The "Me, Too" Startup Syndrome - designhacker
http://funtrepreneur.tumblr.com/post/22201264260/the-me-too-startup-syndrome
======
AVTizzle
There's a subtle, rather meta feeling I can't shake when I read "cautionary"
blog posts like these. It's the feeling that maybe the author isn't writing it
for anyone else's benefit as much as their own. Like the author writes to
reinforce that, unlike said "friend" who's making all these cautionary
mistakes, they themselves are in it for all the right reasons.

Every time the author makes a, "he" statement, you can _just_ perceive a
subtle, "but not me." The faintest signal for both the reader, and for
himself. Here's what I read:

\- "I let a long sigh." (Because _I_ know better).

\- "My friend wasn’t someone I’d call 'entrepreneurial'" (...but I am).

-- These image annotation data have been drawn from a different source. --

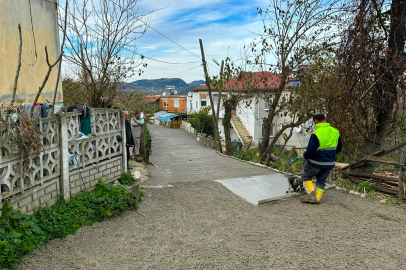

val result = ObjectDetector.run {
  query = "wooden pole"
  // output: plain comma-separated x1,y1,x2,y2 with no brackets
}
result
398,147,406,200
10,24,23,106
199,39,223,153
217,60,224,123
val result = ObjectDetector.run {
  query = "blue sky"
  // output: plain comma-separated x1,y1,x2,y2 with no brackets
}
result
130,0,269,83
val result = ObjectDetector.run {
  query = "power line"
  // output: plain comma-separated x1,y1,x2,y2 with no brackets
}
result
21,0,38,66
138,19,218,68
148,65,201,75
57,3,200,65
169,64,202,77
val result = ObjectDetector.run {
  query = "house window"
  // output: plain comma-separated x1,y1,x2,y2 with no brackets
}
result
264,95,273,111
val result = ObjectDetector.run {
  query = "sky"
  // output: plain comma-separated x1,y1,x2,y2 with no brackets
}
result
129,0,269,83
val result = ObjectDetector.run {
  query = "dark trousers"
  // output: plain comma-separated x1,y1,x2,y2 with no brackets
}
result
302,161,331,190
126,146,131,167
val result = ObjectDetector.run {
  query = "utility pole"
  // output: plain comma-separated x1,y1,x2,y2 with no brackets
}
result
199,39,223,153
217,60,224,123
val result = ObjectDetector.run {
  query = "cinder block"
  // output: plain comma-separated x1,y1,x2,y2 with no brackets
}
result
27,201,39,211
45,183,56,194
94,172,103,179
39,193,52,205
85,175,94,183
79,171,90,178
70,186,80,196
34,188,45,198
69,172,80,181
46,199,57,207
51,190,58,199
15,195,32,210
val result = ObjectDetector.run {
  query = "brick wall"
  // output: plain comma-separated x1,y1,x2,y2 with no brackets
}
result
69,157,124,196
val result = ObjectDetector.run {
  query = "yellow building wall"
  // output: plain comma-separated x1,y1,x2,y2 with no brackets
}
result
0,0,63,105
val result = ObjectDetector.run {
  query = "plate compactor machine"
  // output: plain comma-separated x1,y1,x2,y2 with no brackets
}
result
285,157,305,193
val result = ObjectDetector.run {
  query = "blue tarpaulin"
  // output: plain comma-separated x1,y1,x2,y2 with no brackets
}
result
154,111,178,122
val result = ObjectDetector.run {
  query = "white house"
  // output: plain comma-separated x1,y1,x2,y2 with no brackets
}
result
187,72,312,147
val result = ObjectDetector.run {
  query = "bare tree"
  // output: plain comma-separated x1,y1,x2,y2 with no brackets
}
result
65,0,151,107
10,24,23,107
251,0,345,161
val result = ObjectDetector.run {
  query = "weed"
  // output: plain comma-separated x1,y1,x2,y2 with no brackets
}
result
355,181,374,192
119,172,135,185
0,180,136,268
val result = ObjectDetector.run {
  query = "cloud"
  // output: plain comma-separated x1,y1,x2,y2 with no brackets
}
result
131,0,267,82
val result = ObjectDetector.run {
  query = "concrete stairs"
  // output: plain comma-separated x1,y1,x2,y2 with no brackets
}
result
231,116,253,146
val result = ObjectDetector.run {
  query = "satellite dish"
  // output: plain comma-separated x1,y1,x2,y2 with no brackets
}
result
293,126,302,133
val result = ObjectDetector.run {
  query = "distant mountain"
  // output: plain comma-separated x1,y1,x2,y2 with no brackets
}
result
189,80,206,86
123,78,204,95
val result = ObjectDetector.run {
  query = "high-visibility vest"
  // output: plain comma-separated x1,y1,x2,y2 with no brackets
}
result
309,123,340,167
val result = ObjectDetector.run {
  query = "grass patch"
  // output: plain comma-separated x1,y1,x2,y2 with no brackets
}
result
119,172,135,185
0,180,137,268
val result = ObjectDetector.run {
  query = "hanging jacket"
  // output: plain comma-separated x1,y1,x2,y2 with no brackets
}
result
303,123,343,169
125,120,135,146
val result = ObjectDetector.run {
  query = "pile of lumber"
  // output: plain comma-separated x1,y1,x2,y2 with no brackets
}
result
343,172,399,195
336,142,406,199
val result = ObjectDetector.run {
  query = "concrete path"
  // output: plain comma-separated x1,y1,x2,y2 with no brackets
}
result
19,126,406,270
146,125,279,186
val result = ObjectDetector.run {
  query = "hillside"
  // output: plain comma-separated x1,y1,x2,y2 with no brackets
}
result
124,78,204,95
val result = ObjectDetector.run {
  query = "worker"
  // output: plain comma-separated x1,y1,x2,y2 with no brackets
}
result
131,112,144,161
302,113,343,203
124,111,134,170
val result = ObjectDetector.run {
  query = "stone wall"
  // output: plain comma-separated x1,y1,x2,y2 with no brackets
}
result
0,109,127,214
69,157,125,196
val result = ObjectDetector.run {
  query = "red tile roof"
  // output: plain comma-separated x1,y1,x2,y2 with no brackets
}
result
192,71,292,92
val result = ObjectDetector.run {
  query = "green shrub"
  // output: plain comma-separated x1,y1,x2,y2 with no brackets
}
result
356,181,374,192
0,180,136,268
119,172,135,185
190,107,215,137
234,149,258,162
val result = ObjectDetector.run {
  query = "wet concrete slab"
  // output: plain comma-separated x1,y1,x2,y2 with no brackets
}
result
216,173,289,205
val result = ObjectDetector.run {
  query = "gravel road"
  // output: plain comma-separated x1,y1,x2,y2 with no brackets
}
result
19,181,406,270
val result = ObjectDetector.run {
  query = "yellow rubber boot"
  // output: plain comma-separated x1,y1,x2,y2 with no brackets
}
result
303,180,314,194
316,188,324,202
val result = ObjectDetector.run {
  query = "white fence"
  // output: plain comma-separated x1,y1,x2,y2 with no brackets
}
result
0,109,127,213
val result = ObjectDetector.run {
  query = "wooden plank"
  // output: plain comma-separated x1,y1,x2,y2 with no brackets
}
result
341,159,367,170
349,176,398,195
374,141,406,157
365,156,405,166
335,162,349,170
348,172,398,182
398,147,406,200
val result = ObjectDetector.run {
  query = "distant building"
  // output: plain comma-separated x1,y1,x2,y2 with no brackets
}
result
159,95,187,112
147,85,187,113
187,72,312,147
0,0,62,106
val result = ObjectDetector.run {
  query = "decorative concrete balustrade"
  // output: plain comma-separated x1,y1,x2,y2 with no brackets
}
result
0,109,127,214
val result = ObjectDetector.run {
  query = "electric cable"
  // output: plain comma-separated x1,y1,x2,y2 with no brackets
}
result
57,3,200,65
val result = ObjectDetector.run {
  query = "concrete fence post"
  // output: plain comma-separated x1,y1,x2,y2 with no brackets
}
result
58,114,70,200
120,111,128,173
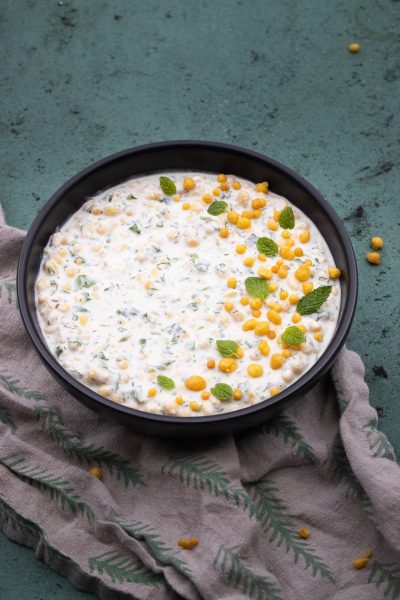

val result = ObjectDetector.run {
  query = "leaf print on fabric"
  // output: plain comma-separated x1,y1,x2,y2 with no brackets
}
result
0,279,17,304
88,550,166,586
0,372,47,400
249,481,335,583
364,419,396,462
328,433,373,519
368,560,400,600
0,455,96,521
35,405,145,488
213,544,284,600
263,413,316,462
0,408,17,431
110,511,191,576
161,455,255,516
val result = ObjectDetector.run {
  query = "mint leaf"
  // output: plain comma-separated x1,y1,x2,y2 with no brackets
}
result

\- "He wasn’t doing it because he enjoyed the process of starting and growing
a company." (But I am).

\- "But building a company requires a lot more than writing code." (All things
I'm far more capable of).

\- "He’s lived in Silicon Valley long enough, and that’s what people around
him are doing." (Me? I'm an island).

Who is the author to make this judgement? Why do you need to fit some mold in
order to participate in the exclusive club, without criticism from the author?
And who gets to determine what that mold is?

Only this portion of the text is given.